Saturday, November 20, 2010

What's the biggest story out of the Rally? Maybe that your mom attended, too

I attended the Rally to Restore Sanity and/or Fear. I was not pleased with the media coverage of the event (that I saw/read). It didn’t capture the spirit at all, what it really felt like to be there. The rally was a genial affair, generally fun, full of good spirit and intent. What surprised me the most, though, was the age factor. And I was not the only one. I didn’t expect to see kids, because, well, I didn’t expect to see parents. Or at least lots of them.
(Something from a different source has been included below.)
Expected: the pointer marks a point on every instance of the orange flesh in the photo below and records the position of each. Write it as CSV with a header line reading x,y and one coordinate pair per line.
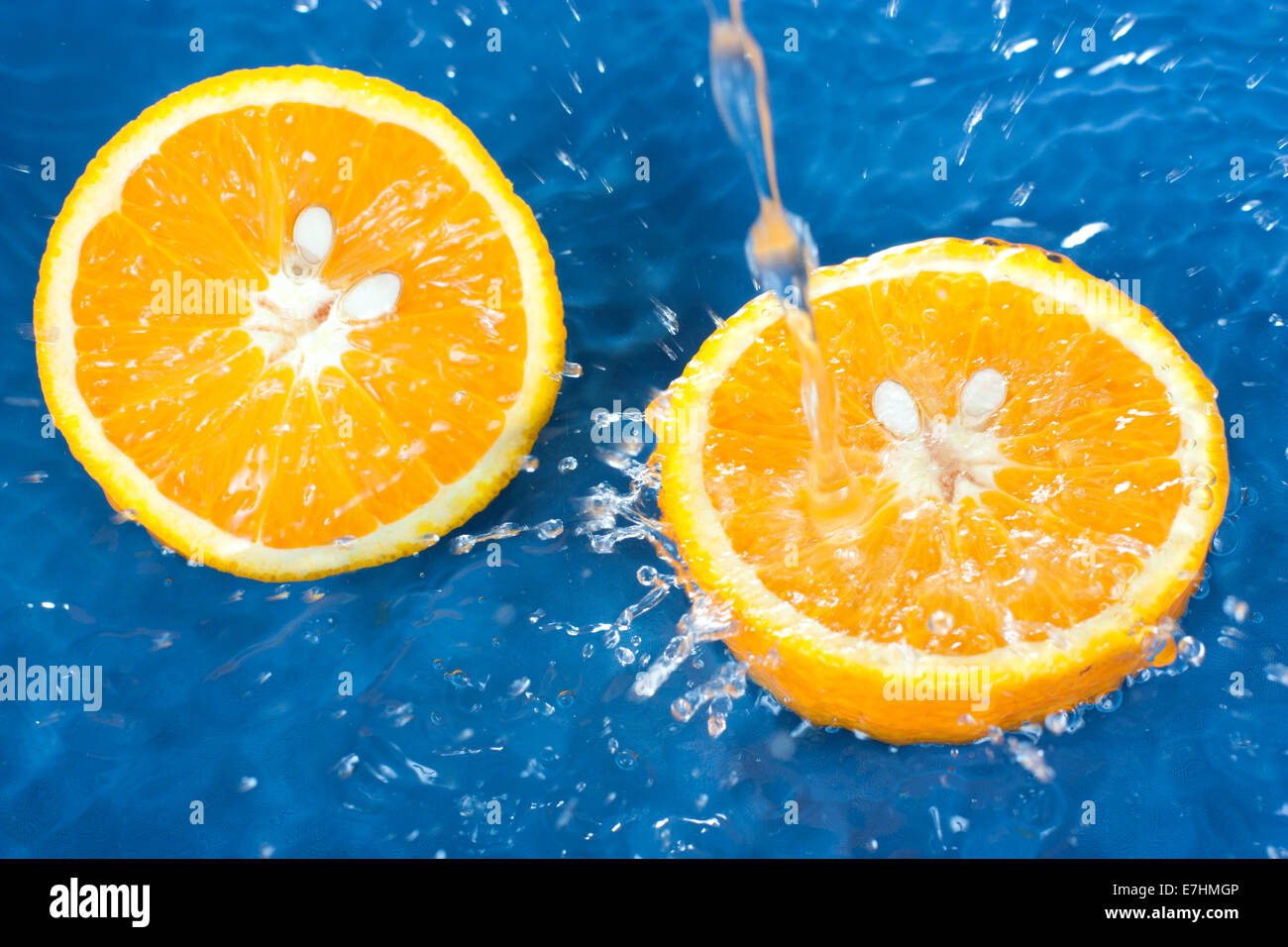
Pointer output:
x,y
220,423
1082,488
But then again, I fell under the trap of thinking that the rally was pretty much for us twenty- and thirtysomethings. As a professor of mine put it, “It’s being billed as the rally for your generation,” which seemed excessive to me, but ok. And so I was puzzled that none of the guests really fit into our demographic. Singers from the ‘70s? Tony Bennett? (Hell, one of my friends made a joke about him appearing, to prove he’d be too old for the crowd, and then he did.) Acts I’ve never heard? When the hippest performers are Kid Rock and John Legend, you know you need to readjust your perceptions.
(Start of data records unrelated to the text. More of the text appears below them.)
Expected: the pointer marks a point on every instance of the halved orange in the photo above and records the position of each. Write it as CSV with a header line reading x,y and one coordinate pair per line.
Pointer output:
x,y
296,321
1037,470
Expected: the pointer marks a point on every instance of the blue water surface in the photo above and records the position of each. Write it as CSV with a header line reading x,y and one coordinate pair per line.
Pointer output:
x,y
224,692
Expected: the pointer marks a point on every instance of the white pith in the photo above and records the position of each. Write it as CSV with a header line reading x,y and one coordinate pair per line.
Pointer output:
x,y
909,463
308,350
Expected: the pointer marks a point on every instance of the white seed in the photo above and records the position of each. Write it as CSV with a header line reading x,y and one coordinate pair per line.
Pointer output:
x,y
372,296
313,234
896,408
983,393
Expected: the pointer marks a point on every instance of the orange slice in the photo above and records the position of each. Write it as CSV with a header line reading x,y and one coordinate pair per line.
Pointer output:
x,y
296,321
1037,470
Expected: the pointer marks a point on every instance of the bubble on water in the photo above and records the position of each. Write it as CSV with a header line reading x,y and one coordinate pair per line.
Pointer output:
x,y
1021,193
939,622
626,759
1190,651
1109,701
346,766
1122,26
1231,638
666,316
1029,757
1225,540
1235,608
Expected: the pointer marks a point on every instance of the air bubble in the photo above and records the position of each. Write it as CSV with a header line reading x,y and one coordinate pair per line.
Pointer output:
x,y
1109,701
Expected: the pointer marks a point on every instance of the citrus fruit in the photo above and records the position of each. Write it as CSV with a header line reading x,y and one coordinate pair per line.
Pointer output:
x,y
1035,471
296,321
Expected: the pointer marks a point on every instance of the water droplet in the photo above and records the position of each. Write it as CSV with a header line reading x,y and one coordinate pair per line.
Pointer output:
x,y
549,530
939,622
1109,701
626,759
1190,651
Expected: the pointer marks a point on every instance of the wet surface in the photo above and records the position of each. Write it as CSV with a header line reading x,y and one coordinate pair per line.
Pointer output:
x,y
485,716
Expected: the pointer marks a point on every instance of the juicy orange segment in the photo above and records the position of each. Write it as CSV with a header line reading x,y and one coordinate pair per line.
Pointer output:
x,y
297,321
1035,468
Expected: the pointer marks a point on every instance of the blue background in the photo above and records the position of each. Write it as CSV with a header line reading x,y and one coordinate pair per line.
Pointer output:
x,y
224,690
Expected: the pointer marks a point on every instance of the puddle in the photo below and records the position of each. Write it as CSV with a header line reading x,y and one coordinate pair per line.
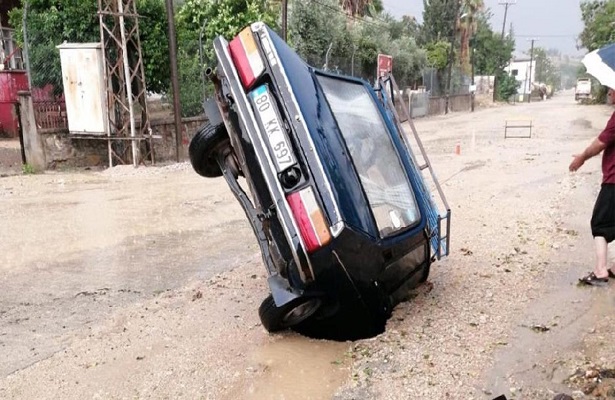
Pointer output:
x,y
295,367
531,359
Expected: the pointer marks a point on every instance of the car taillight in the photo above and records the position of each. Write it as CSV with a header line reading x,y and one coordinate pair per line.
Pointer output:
x,y
246,57
310,219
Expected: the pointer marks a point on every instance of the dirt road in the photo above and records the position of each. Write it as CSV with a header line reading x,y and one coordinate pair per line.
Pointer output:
x,y
145,283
So was that the big story of the rally? Did the media miss it? I didn’t think the rally would influence the election (c’mon, no one who attended was going to vote for the tea partiers anyway, and they won), and the rally was held in Washington, DC, too far away for Prop 19. And Stewart’s big speech was about the media anyway.

As Kelli Marshall of the University of Toledo asserts, it’s time for everyone to wakeup and realize that these shows, for all their leftist leanings, actually have fan bases that aren’t young:

But as the world now knows, Millennials are clearly not the only demographic that watches, embraces, and relishes in the smart satire of The Daily Show and The Colbert Report. Of course, those of us who’ve researched the two programs have been aware of this for years. For instance, we knew that in 2006, the average age of viewers was 35, their average income was $67,000, and they were 78% more likely than the average adult to have four or more years of college education. What’s more, we now know that the shows’ viewing age is steadily rising, for according to Nielsen ratings and a Forbes report, the median age of Stewart’s viewers is currently 41.4, and Colbert’s has risen from 33 to 38. I can only imagine that as the hosts and their audiences age, the figures will continue to increase. But so what? If the Rally to Restore Sanity and/or Fear is any indication of what that future will look like, why that’s not bad at all.
Something I have to tell the diehard eightysomething grandma I know.